This demonstration will introduce you to working with network data in programming language R and the RStudio Integrated Development Environment for R.
We will examine data gathered from employees at a small company that produces wines and spirits in Spain. As the company grew, they were concerned about inter-departmental relationships between employeed and how to foster a common organizational culture.
38 employees in the company were asked how energizing their interactions with each of their co-workers were. These responses can be converted into a network, in which a tie from node i to node j indicates that employee i found their interactions with employee j to be energizing.
Data taken from: Casciaro, Tiziana, Vincent Dessain, and Elena Corsi. “Moët Hennessy España.” Harvard Business School Case 408-108, February 2008.
# Setup the igraph package for network analysis and plotting
# Check if igraph is installed. If not - installs the package automatically
if (!"igraph" %in% installed.packages()) install.packages("igraph")
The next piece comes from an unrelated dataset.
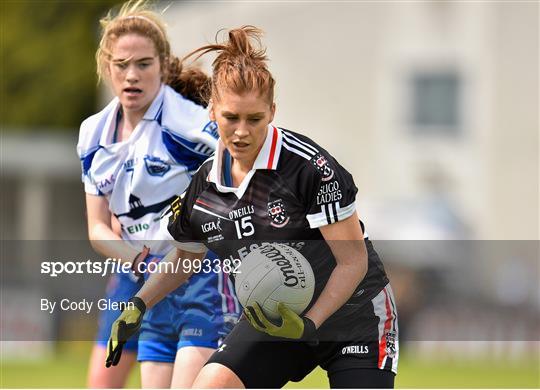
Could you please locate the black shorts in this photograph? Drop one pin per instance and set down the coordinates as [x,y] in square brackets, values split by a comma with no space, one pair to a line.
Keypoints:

# Load the igraph package, so that we can use functions from it for network analysis
library(igraph)
##
## Attaching package: 'igraph'
## The following objects are masked from 'package:stats':
##
## decompose, spectrum
## The following object is masked from 'package:base':
##
## union
# Pull network data from the web, in the form of adjacency matrices for each type of tie
energizingMatrix <- as.matrix(read.csv("https://sites.northwestern.edu/nearfutureofwork2021/files/2021/04/Energizing.csv",header=F))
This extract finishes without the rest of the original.